Ernest Miller is right in one sense to wonder why the Chamberlain v. Skylink decision hasn’t gotten as much public attention as, say, the Grokster decision. The case may have better rhetoric than doctrine, but still, it’s a big step forward.
On the other hand, it’s easy to see why the press just doesn’t care. Garage door openers aren’t sexy. Garage door openers don’t implicate a big money lobby. Garage door openers aren’t part of popular culture. It’s also easy, I think, to see why the press shouldn’t care. The press shouldn’t care because people don’t care, at least not so long as they think of IP questions as mostly questions of “creativity” or “innovation.” To get the court of public opinion engaged in garage door openers, arguments to restore balance to IP policy need to embrace “ordinary daily lives,” along with the public domain.

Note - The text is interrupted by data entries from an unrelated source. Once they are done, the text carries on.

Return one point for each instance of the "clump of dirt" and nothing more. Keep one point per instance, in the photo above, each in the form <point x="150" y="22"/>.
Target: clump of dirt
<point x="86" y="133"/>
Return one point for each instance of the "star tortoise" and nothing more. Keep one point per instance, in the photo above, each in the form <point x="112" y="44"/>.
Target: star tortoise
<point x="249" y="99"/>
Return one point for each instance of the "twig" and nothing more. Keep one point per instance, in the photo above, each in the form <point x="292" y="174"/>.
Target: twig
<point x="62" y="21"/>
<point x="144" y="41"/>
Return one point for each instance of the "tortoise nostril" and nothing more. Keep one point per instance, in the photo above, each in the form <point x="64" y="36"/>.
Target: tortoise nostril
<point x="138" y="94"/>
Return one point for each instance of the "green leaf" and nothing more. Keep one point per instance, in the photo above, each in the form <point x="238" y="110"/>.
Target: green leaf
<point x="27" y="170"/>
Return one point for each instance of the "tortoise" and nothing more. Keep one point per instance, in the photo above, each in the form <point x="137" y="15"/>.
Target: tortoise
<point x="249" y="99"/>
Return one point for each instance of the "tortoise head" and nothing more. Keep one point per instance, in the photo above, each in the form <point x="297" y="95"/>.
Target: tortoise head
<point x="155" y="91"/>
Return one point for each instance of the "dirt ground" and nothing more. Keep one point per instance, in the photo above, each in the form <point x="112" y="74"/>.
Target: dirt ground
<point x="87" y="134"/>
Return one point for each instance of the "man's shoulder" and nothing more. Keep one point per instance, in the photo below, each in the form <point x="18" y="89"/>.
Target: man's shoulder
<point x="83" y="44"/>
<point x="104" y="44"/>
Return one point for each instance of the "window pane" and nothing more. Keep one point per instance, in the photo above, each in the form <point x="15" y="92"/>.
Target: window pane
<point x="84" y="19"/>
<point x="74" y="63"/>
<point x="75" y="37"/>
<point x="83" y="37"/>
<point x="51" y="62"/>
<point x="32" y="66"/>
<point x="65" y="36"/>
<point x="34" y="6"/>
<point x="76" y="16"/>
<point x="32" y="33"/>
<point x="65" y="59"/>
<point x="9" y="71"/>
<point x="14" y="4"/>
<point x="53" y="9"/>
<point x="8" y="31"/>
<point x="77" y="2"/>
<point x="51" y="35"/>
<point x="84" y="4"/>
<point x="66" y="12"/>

One of the hidden vices of pro-IP “education” campaigns by the RIAA, the MPAA, and the Copyright Society is that they send the message that IP — and copyright, especially — is about protecting other people. It’s about movie-making, and music, and photography, and software developers, and writers, and web designers, and artists. At the level of “creativity” in the colloquial sense, that’s mostly right. Most people don’t want to make music or movies; they just want to listen or watch. (Everyone has the tools to create, but not everyone creates. The latter is at least as important as the former, and possibly more so.) They’re not inclined to care about esoteric arguments about the DMCA. And so long as “tinkering” with technology is largely about science and progress, that isn’t going to change. What may get it to change — over time — is framing the issues in terms of ordinary experience. My brother works in health care, managing databases of patient histories. He wants to talk to me about ownership of medical record data, because people in his company are telling him that these are corporate assets. Now, we’re getting somewhere.